Animal Science Products, Inc. v. Hebei Welcome Pharmaceutical Co.
Headline: Limits automatic deference to foreign governments’ statements about their laws, ruling U.S. courts may consider other evidence in international cases involving foreign law disputes.
Holding:
- U.S. courts can weigh foreign governments’ statements but need not treat them as conclusive.
- Litigants may submit additional evidence about foreign law, including international filings.
- Affects many international civil cases where foreign law is disputed.
Summary
Background
U.S.-based buyers of vitamin C sued several Chinese manufacturers, saying the companies agreed to fix export prices and quantities and violated U.S. antitrust law. China’s Ministry of Commerce filed a statement saying the pricing was part of a government pricing regime. The District Court allowed the case to go forward, a jury sided with the U.S. buyers, and the Second Circuit reversed, holding federal courts must defer to a foreign government’s reasonable statement about its own law.
Reasoning
The Supreme Court addressed whether a federal court determining foreign law must treat a foreign government’s statement as conclusive.

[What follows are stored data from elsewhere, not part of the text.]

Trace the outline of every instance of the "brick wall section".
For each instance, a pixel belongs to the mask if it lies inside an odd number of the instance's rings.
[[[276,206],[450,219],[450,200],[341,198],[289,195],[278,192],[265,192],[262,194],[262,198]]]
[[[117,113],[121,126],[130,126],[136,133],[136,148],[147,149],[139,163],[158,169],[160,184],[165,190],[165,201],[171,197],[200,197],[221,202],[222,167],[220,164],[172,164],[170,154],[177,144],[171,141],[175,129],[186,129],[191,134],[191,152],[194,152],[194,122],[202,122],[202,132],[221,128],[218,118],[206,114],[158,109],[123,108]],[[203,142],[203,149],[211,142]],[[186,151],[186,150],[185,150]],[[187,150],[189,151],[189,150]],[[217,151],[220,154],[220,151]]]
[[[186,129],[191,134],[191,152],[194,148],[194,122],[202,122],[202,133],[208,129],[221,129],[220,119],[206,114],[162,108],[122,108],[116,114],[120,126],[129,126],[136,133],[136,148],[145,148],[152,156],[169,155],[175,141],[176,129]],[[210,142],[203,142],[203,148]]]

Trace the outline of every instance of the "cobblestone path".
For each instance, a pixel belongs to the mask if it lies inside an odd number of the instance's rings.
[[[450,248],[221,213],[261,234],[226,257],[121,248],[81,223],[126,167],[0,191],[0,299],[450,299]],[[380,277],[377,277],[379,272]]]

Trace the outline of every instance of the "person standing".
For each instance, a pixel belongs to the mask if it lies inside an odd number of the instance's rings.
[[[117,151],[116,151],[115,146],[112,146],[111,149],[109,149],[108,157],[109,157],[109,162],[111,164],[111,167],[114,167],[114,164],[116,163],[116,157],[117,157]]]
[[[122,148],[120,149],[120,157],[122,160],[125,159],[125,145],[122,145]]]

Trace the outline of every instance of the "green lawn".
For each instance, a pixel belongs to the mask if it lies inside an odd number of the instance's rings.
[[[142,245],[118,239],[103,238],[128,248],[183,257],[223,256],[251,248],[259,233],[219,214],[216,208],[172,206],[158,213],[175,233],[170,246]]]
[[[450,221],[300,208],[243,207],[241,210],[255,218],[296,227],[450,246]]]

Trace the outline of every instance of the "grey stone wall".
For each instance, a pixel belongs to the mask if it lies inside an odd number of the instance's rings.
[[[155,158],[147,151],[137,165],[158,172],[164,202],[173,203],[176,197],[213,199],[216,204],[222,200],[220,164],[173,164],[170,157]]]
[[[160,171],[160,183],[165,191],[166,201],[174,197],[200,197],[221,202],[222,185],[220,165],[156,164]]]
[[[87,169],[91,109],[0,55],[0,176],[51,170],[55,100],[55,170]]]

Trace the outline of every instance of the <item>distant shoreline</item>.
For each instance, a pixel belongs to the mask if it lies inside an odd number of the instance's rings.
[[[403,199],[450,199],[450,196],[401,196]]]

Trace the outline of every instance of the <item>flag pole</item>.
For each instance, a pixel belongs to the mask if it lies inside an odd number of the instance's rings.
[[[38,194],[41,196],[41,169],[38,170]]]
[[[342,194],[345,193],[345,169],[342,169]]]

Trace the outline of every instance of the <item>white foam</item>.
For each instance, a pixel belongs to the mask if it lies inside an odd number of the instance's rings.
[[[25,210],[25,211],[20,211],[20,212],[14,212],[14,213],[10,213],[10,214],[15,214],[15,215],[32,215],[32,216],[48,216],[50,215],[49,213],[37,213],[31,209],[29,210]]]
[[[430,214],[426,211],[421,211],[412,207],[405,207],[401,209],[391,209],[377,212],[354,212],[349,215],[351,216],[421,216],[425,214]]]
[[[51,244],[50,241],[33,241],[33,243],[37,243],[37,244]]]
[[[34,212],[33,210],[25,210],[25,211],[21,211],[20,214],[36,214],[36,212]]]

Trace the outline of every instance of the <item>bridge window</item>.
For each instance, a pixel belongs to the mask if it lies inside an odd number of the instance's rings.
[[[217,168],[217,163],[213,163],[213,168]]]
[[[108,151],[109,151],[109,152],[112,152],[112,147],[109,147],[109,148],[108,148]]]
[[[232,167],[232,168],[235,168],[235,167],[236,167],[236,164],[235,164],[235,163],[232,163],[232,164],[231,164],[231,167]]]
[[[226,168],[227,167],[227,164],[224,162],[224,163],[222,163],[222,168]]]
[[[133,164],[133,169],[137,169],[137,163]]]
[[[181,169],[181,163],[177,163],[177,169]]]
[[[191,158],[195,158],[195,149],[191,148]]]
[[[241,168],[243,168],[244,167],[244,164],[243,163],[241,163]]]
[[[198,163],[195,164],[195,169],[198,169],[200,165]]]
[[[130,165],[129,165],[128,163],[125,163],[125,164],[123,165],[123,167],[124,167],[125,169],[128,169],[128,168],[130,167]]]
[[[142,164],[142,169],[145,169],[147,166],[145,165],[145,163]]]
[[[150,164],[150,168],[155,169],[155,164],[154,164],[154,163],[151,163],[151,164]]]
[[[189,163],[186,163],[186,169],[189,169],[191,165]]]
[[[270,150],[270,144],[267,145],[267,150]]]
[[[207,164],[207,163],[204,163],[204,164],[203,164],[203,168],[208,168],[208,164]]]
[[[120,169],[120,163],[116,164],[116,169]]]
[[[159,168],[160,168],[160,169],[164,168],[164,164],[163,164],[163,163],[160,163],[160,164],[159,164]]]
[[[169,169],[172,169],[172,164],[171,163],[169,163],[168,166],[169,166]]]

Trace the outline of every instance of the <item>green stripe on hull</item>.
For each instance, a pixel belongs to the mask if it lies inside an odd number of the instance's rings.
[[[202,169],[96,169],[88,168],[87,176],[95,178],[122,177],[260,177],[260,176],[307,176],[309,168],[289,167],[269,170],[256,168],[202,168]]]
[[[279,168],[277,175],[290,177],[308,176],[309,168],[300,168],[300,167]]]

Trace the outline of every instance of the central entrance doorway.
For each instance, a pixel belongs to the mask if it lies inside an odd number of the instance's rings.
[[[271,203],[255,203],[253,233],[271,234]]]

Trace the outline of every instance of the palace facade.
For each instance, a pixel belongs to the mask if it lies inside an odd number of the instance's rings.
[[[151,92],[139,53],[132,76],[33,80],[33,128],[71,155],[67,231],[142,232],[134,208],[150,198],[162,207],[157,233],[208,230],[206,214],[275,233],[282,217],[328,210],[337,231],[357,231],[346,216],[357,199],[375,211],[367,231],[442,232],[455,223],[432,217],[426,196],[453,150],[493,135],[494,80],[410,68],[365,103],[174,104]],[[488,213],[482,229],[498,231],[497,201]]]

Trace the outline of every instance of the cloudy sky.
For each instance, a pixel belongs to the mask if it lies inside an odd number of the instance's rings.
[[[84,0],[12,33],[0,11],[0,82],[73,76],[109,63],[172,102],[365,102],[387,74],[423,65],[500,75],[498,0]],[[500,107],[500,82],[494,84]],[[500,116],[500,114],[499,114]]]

The Court explained Rule 44.1 makes foreign-law questions legal questions and allows courts to consider any relevant material, not just the foreign government’s submission. The Justices held that courts should give a foreign government’s statement respectful consideration but are not bound to accept it; courts may weigh other evidence and decide the question of foreign law themselves.
Real world impact
The ruling means U.S. courts handling international disputes will still listen carefully to official foreign explanations of law, but they can also examine other sources, expert views, and public filings. The Supreme Court vacated the Second Circuit’s decision and sent the case back for reconsideration consistent with this rule. The Court did not decide whether Chinese law actually required the conduct or resolve the underlying antitrust claims.